Overview
We want to hear from you! Please see the Department of Social Services’ webpage at this link for public comment opportunities.
Federal law in Public Law (PL) 119-21, also known as H.R. 1, section 71401 (posted at this link), creates a new Rural Health Transformation Program (RHTP). All fifty states can submit a one-time grant application to the U.S. Centers for Medicare and Medicaid Services (CMS). Based on the federal law funding formula ($10 billion annually for five years, half split evenly across all states with approved applications and half allocated by CMS based on various factors), it is anticipated that Connecticut, upon federal approval of the application, will receive at least $100 million per year for five years starting in 2026.
The State of Connecticut Department of Social Services (DSS) is collaborating with several state agencies in preparing Connecticut’s RHTP grant application, including the Offices of the Governor (OTG), Policy and Management (OPM), Rural Health (ORH), Health Strategy (OHS), and the Departments of Public Health (DPH), Mental Health and Addiction Services (DMHAS), and Children and Families (DCF). Our goal is to leverage RHTP to improve the health of residents in rural areas of the state.

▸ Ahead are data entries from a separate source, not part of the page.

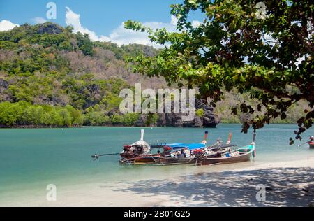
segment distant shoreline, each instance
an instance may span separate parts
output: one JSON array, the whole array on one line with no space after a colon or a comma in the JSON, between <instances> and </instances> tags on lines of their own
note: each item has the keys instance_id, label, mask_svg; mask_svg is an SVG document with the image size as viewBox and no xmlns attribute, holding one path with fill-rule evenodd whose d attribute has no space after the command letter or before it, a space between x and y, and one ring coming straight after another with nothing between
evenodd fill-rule
<instances>
[{"instance_id":1,"label":"distant shoreline","mask_svg":"<svg viewBox=\"0 0 314 221\"><path fill-rule=\"evenodd\" d=\"M217 127L219 127L219 125L241 125L241 123L220 123L218 124ZM271 123L269 125L297 125L297 123ZM146 127L141 127L141 126L81 126L81 127L35 127L35 126L19 126L19 127L3 127L3 125L0 126L0 130L1 129L82 129L82 128L199 128L199 129L215 129L214 127L156 127L156 126L146 126Z\"/></svg>"}]
</instances>

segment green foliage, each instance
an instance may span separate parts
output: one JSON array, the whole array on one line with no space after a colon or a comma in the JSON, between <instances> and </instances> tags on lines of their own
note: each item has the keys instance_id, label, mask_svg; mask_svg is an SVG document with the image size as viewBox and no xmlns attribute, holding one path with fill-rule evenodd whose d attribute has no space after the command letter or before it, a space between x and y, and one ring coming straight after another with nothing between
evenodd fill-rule
<instances>
[{"instance_id":1,"label":"green foliage","mask_svg":"<svg viewBox=\"0 0 314 221\"><path fill-rule=\"evenodd\" d=\"M77 46L84 55L93 55L93 43L87 34L83 35L79 32L76 36L76 39L77 40Z\"/></svg>"},{"instance_id":2,"label":"green foliage","mask_svg":"<svg viewBox=\"0 0 314 221\"><path fill-rule=\"evenodd\" d=\"M0 126L80 127L82 113L71 106L66 107L31 105L25 101L0 103Z\"/></svg>"},{"instance_id":3,"label":"green foliage","mask_svg":"<svg viewBox=\"0 0 314 221\"><path fill-rule=\"evenodd\" d=\"M110 118L103 112L89 112L85 115L85 124L89 126L105 126L110 122Z\"/></svg>"},{"instance_id":4,"label":"green foliage","mask_svg":"<svg viewBox=\"0 0 314 221\"><path fill-rule=\"evenodd\" d=\"M130 127L135 125L139 115L136 113L127 113L124 115L124 125Z\"/></svg>"},{"instance_id":5,"label":"green foliage","mask_svg":"<svg viewBox=\"0 0 314 221\"><path fill-rule=\"evenodd\" d=\"M128 21L127 29L146 31L152 42L170 45L156 56L140 55L128 61L135 72L164 76L170 85L197 86L214 106L223 99L224 90L250 92L256 105L244 101L230 107L234 115L264 109L262 115L244 122L244 133L251 126L256 130L273 119L284 120L289 108L304 99L308 106L295 132L301 139L314 118L313 7L309 1L263 1L267 15L261 19L257 2L185 0L172 6L180 31L172 33ZM204 17L198 26L190 22L194 11Z\"/></svg>"}]
</instances>

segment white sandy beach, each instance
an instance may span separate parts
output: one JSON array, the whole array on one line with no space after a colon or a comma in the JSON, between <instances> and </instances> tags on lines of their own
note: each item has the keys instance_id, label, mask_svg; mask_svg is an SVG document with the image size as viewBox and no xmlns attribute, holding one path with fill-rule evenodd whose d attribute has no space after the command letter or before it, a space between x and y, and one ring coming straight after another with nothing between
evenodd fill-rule
<instances>
[{"instance_id":1,"label":"white sandy beach","mask_svg":"<svg viewBox=\"0 0 314 221\"><path fill-rule=\"evenodd\" d=\"M267 187L257 201L257 185ZM57 201L45 195L2 206L309 206L314 204L314 157L300 161L200 167L170 179L85 183L63 187ZM45 193L45 192L43 192Z\"/></svg>"}]
</instances>

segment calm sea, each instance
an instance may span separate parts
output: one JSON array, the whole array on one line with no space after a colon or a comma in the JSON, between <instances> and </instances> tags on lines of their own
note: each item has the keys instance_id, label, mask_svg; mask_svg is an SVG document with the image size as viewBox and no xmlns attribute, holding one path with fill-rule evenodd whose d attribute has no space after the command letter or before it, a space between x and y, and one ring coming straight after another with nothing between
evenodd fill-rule
<instances>
[{"instance_id":1,"label":"calm sea","mask_svg":"<svg viewBox=\"0 0 314 221\"><path fill-rule=\"evenodd\" d=\"M255 164L290 161L313 156L308 145L289 145L297 125L272 124L257 131ZM71 185L84 183L127 182L197 172L190 165L174 166L123 166L119 156L104 157L94 162L95 153L115 153L124 144L140 139L141 128L86 127L82 129L38 129L0 130L0 206L22 192L45 191L47 185ZM252 131L241 134L239 124L220 124L217 129L144 128L144 139L149 143L199 143L204 132L209 132L209 142L230 131L232 143L239 146L252 141ZM311 129L304 139L314 135ZM211 169L213 169L212 168Z\"/></svg>"}]
</instances>

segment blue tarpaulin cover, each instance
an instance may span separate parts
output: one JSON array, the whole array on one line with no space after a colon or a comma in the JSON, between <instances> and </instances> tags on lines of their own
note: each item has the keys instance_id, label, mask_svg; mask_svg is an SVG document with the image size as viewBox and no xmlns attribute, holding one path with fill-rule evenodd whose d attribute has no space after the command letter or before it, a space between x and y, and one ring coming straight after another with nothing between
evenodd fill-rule
<instances>
[{"instance_id":1,"label":"blue tarpaulin cover","mask_svg":"<svg viewBox=\"0 0 314 221\"><path fill-rule=\"evenodd\" d=\"M184 148L188 148L190 150L206 148L206 145L204 145L204 143L169 143L166 145L172 148L173 149Z\"/></svg>"}]
</instances>

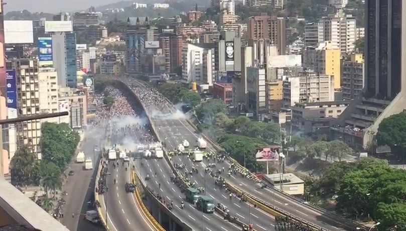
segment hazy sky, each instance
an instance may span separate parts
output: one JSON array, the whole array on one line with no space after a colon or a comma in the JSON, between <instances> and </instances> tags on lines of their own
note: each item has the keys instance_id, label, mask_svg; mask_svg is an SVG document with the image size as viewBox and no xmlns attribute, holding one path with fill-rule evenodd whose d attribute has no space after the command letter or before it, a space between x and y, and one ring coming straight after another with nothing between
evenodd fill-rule
<instances>
[{"instance_id":1,"label":"hazy sky","mask_svg":"<svg viewBox=\"0 0 406 231\"><path fill-rule=\"evenodd\" d=\"M27 10L31 12L56 13L60 11L85 10L91 6L98 6L119 2L119 0L3 0L4 10Z\"/></svg>"}]
</instances>

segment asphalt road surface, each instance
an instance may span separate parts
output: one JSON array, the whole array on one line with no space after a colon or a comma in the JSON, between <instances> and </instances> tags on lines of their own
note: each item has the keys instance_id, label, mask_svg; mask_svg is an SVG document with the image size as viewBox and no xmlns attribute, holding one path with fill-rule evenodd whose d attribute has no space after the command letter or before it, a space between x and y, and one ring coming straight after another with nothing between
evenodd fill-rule
<instances>
[{"instance_id":1,"label":"asphalt road surface","mask_svg":"<svg viewBox=\"0 0 406 231\"><path fill-rule=\"evenodd\" d=\"M168 150L175 150L177 146L179 144L181 144L182 140L185 139L189 141L190 148L193 148L196 146L196 140L199 137L199 135L194 131L194 130L187 123L185 120L181 118L174 118L173 120L155 118L153 119L152 121L155 124L155 129L160 138L162 140L165 140ZM208 150L214 151L212 147L208 145ZM187 163L187 162L185 162L185 164ZM217 164L217 168L224 167L225 169L228 168L229 166L229 164L226 162L222 164L219 163ZM195 180L200 185L202 185L203 184L202 178L204 178L200 176L196 178L197 179L195 179ZM207 179L207 178L206 178L206 182ZM258 189L260 186L255 182L241 177L239 174L233 176L227 180L233 184L237 186L243 191L257 196L258 198L268 202L270 204L273 204L291 214L295 214L302 219L324 228L331 230L345 230L342 228L342 224L344 222L349 222L348 220L344 221L338 218L338 216L333 216L334 217L332 218L332 215L331 214L326 214L319 212L315 211L303 203L301 204L291 200L289 198L279 194L275 194L275 196L274 196L274 194L269 192L269 190ZM209 188L208 188L208 190L210 190ZM214 196L216 197L216 199L218 198L221 199L220 196ZM220 202L222 202L223 201L220 200ZM226 204L225 203L224 204ZM237 210L237 212L239 214L242 215L242 216L244 216L245 218L247 218L246 216L247 216L241 214L241 213L243 212L242 211L244 210L239 209ZM230 210L233 211L232 210ZM259 222L260 220L264 220L266 218L263 214L256 216L259 218ZM251 218L252 218L252 216ZM261 224L259 225L262 226ZM269 228L269 226L267 227ZM355 226L354 226L354 228L355 228Z\"/></svg>"},{"instance_id":2,"label":"asphalt road surface","mask_svg":"<svg viewBox=\"0 0 406 231\"><path fill-rule=\"evenodd\" d=\"M147 131L141 128L143 124L142 121L138 118L128 118L127 121L116 120L112 124L111 144L117 144L121 148L129 150L134 148L136 144L143 143L144 135ZM132 182L131 165L124 163L123 166L121 160L117 162L119 166L116 168L113 166L113 162L109 163L110 174L107 176L106 182L108 190L105 195L99 196L103 202L101 204L103 212L105 212L107 207L108 227L113 231L132 230L134 227L139 228L137 230L154 230L141 212L134 194L125 192L124 184L126 182ZM127 168L126 171L126 167ZM117 180L115 184L114 179Z\"/></svg>"},{"instance_id":3,"label":"asphalt road surface","mask_svg":"<svg viewBox=\"0 0 406 231\"><path fill-rule=\"evenodd\" d=\"M170 181L171 168L164 159L139 160L143 162L141 177L145 179L147 174L151 178L145 182L147 186L159 192L166 201L173 202L172 212L193 230L204 231L240 230L241 228L225 221L216 212L208 214L196 210L195 206L186 201L185 194ZM136 163L139 168L141 164ZM155 172L157 175L155 176ZM160 184L161 187L160 188ZM180 208L181 202L185 202L185 208Z\"/></svg>"},{"instance_id":4,"label":"asphalt road surface","mask_svg":"<svg viewBox=\"0 0 406 231\"><path fill-rule=\"evenodd\" d=\"M86 158L92 160L98 158L100 153L98 146L103 145L100 142L103 142L105 129L97 128L85 132L85 138L79 150L84 152ZM97 150L95 151L95 149ZM93 165L96 162L93 160ZM60 221L71 230L86 231L100 228L83 220L83 216L88 210L87 202L92 196L94 179L96 174L94 168L93 170L84 170L84 164L72 164L66 172L67 174L69 171L73 170L74 175L68 176L67 181L62 186L62 191L66 191L67 195L63 196L66 204L63 208L64 217ZM72 214L74 214L73 218Z\"/></svg>"}]
</instances>

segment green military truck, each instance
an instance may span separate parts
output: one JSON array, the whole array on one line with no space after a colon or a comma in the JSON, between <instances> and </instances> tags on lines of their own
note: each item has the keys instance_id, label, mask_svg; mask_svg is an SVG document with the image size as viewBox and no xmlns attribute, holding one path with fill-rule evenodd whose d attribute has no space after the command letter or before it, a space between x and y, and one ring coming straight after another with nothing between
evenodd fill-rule
<instances>
[{"instance_id":1,"label":"green military truck","mask_svg":"<svg viewBox=\"0 0 406 231\"><path fill-rule=\"evenodd\" d=\"M186 201L191 204L195 204L199 198L199 190L194 188L186 188Z\"/></svg>"},{"instance_id":2,"label":"green military truck","mask_svg":"<svg viewBox=\"0 0 406 231\"><path fill-rule=\"evenodd\" d=\"M200 196L196 203L196 208L197 210L206 214L214 212L213 198L207 196Z\"/></svg>"}]
</instances>

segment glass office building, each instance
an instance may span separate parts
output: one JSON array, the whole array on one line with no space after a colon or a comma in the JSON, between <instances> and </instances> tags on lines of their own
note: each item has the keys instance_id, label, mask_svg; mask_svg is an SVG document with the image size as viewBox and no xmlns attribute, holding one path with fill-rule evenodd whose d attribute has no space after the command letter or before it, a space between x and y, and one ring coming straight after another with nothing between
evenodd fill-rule
<instances>
[{"instance_id":1,"label":"glass office building","mask_svg":"<svg viewBox=\"0 0 406 231\"><path fill-rule=\"evenodd\" d=\"M76 63L76 34L74 32L65 34L66 48L66 76L68 86L77 87L77 66Z\"/></svg>"}]
</instances>

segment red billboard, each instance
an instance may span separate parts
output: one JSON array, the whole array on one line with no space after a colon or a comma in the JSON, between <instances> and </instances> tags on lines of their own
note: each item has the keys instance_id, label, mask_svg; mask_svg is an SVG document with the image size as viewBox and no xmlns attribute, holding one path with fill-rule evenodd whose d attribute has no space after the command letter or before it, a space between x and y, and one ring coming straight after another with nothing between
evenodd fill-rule
<instances>
[{"instance_id":1,"label":"red billboard","mask_svg":"<svg viewBox=\"0 0 406 231\"><path fill-rule=\"evenodd\" d=\"M256 161L279 161L279 146L271 146L256 149Z\"/></svg>"}]
</instances>

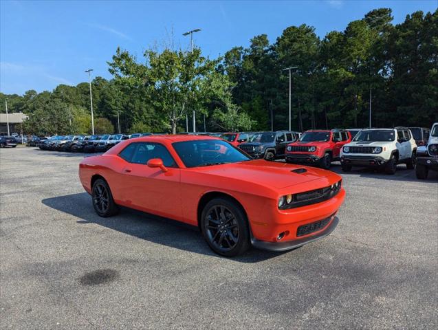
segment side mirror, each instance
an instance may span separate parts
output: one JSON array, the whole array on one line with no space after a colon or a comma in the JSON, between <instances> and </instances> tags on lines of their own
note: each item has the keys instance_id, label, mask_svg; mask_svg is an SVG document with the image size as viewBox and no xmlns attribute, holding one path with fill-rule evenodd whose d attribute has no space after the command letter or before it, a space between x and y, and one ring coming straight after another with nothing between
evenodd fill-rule
<instances>
[{"instance_id":1,"label":"side mirror","mask_svg":"<svg viewBox=\"0 0 438 330\"><path fill-rule=\"evenodd\" d=\"M163 164L162 160L160 158L152 158L148 160L147 166L151 168L160 167L163 172L167 172L168 170Z\"/></svg>"}]
</instances>

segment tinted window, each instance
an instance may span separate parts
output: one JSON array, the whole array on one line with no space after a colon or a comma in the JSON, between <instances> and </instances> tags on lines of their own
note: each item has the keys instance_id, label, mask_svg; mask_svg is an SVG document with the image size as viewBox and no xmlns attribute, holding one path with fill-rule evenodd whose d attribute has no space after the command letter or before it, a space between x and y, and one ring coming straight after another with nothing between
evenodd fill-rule
<instances>
[{"instance_id":1,"label":"tinted window","mask_svg":"<svg viewBox=\"0 0 438 330\"><path fill-rule=\"evenodd\" d=\"M386 142L394 141L394 131L392 129L364 129L356 134L353 141L357 142L363 141Z\"/></svg>"},{"instance_id":2,"label":"tinted window","mask_svg":"<svg viewBox=\"0 0 438 330\"><path fill-rule=\"evenodd\" d=\"M220 140L197 140L173 144L187 167L206 166L250 160L248 156Z\"/></svg>"},{"instance_id":3,"label":"tinted window","mask_svg":"<svg viewBox=\"0 0 438 330\"><path fill-rule=\"evenodd\" d=\"M149 160L160 158L166 167L176 167L170 153L162 144L157 143L131 143L119 154L127 162L134 164L147 164Z\"/></svg>"},{"instance_id":4,"label":"tinted window","mask_svg":"<svg viewBox=\"0 0 438 330\"><path fill-rule=\"evenodd\" d=\"M327 142L329 139L329 132L305 132L300 138L300 141L303 142L311 142L313 141Z\"/></svg>"},{"instance_id":5,"label":"tinted window","mask_svg":"<svg viewBox=\"0 0 438 330\"><path fill-rule=\"evenodd\" d=\"M415 127L410 129L410 131L412 132L412 135L414 137L414 139L421 140L421 129Z\"/></svg>"}]
</instances>

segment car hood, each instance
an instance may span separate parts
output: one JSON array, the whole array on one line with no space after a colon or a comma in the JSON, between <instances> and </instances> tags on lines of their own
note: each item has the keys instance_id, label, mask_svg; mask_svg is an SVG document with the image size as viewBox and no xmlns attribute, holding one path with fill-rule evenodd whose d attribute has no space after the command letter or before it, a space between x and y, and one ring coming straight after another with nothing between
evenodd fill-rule
<instances>
[{"instance_id":1,"label":"car hood","mask_svg":"<svg viewBox=\"0 0 438 330\"><path fill-rule=\"evenodd\" d=\"M296 141L295 142L292 143L290 145L292 146L322 146L323 144L327 144L329 143L329 141L309 141L309 142L303 142L303 141Z\"/></svg>"},{"instance_id":2,"label":"car hood","mask_svg":"<svg viewBox=\"0 0 438 330\"><path fill-rule=\"evenodd\" d=\"M305 168L303 173L293 170ZM283 188L336 175L329 170L293 165L284 162L268 162L263 160L223 164L190 168L197 172L223 176L224 179L235 179L259 184L267 187Z\"/></svg>"},{"instance_id":3,"label":"car hood","mask_svg":"<svg viewBox=\"0 0 438 330\"><path fill-rule=\"evenodd\" d=\"M428 141L428 144L438 144L438 137L437 138L429 138L429 140Z\"/></svg>"},{"instance_id":4,"label":"car hood","mask_svg":"<svg viewBox=\"0 0 438 330\"><path fill-rule=\"evenodd\" d=\"M363 141L363 142L350 142L345 144L344 146L387 146L394 143L394 141Z\"/></svg>"}]
</instances>

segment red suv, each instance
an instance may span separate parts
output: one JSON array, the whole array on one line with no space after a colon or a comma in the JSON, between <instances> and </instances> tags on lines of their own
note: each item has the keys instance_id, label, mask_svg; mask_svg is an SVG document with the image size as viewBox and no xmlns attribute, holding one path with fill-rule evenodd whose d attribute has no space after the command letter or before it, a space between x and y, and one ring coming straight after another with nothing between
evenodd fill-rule
<instances>
[{"instance_id":1,"label":"red suv","mask_svg":"<svg viewBox=\"0 0 438 330\"><path fill-rule=\"evenodd\" d=\"M297 142L287 144L286 162L316 164L329 168L331 162L339 160L342 146L351 141L350 132L344 129L306 131Z\"/></svg>"}]
</instances>

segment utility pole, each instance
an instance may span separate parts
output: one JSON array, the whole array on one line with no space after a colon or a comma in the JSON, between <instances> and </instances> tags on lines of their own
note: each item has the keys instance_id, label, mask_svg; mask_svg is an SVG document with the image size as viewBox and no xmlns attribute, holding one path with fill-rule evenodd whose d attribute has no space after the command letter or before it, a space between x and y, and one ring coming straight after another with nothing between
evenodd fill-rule
<instances>
[{"instance_id":1,"label":"utility pole","mask_svg":"<svg viewBox=\"0 0 438 330\"><path fill-rule=\"evenodd\" d=\"M183 33L183 36L188 36L190 34L190 52L193 52L193 32L199 32L201 31L201 29L195 29L191 31L188 31L186 33ZM188 133L188 119L187 118L187 114L186 114L186 125L187 129L187 132ZM195 110L193 110L193 133L196 132L196 113Z\"/></svg>"},{"instance_id":2,"label":"utility pole","mask_svg":"<svg viewBox=\"0 0 438 330\"><path fill-rule=\"evenodd\" d=\"M371 128L371 88L369 89L369 128Z\"/></svg>"},{"instance_id":3,"label":"utility pole","mask_svg":"<svg viewBox=\"0 0 438 330\"><path fill-rule=\"evenodd\" d=\"M119 134L120 134L120 120L119 119L119 113L122 112L122 111L120 110L116 110L116 111L117 111L117 129L119 132Z\"/></svg>"},{"instance_id":4,"label":"utility pole","mask_svg":"<svg viewBox=\"0 0 438 330\"><path fill-rule=\"evenodd\" d=\"M89 69L88 70L85 70L85 72L88 73L88 82L89 83L89 87L90 87L90 104L91 106L91 133L94 135L94 117L93 116L93 94L91 94L91 71L93 71L93 69Z\"/></svg>"},{"instance_id":5,"label":"utility pole","mask_svg":"<svg viewBox=\"0 0 438 330\"><path fill-rule=\"evenodd\" d=\"M5 106L6 107L6 124L8 125L8 136L10 136L9 131L9 117L8 116L8 99L5 100Z\"/></svg>"},{"instance_id":6,"label":"utility pole","mask_svg":"<svg viewBox=\"0 0 438 330\"><path fill-rule=\"evenodd\" d=\"M292 78L291 70L292 69L298 69L298 67L290 67L283 69L282 71L288 70L289 71L289 131L292 131Z\"/></svg>"}]
</instances>

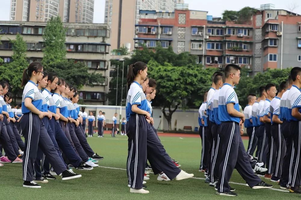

Federal Requirements – Rural Health Transformation Plan
The state must submit a Rural Health Transformation Plan as part of its RHTP grant application, which must include all of these specific topics detailed in federal law:
- Improve access to hospitals, other health care providers, and health care items and services furnished to rural residents of the state;
- Improve health care outcomes of rural residents of the state;
- Prioritize the use of new and emerging technologies that emphasize prevention and chronic disease management;
- Initiate, foster, and strengthen local and regional strategic partnerships between rural hospitals and other health care providers in order to promote measurable quality improvement, increase financial stability, maximize economies of scale, and share best practices in care delivery;
- Enhance economic opportunity for, and the supply of, health care clinicians through enhanced recruitment and training;
- Prioritize data and technology driven solutions that help rural hospitals and other rural health care providers furnish high-quality health care services as close to a patient’s home as is possible;
- Outline strategies to manage long-term financial solvency and operating models of rural hospitals in the state; and
- Identify specific causes driving the accelerating rate of stand-alone rural hospitals becoming at risk of closure, conversion, or service reduction.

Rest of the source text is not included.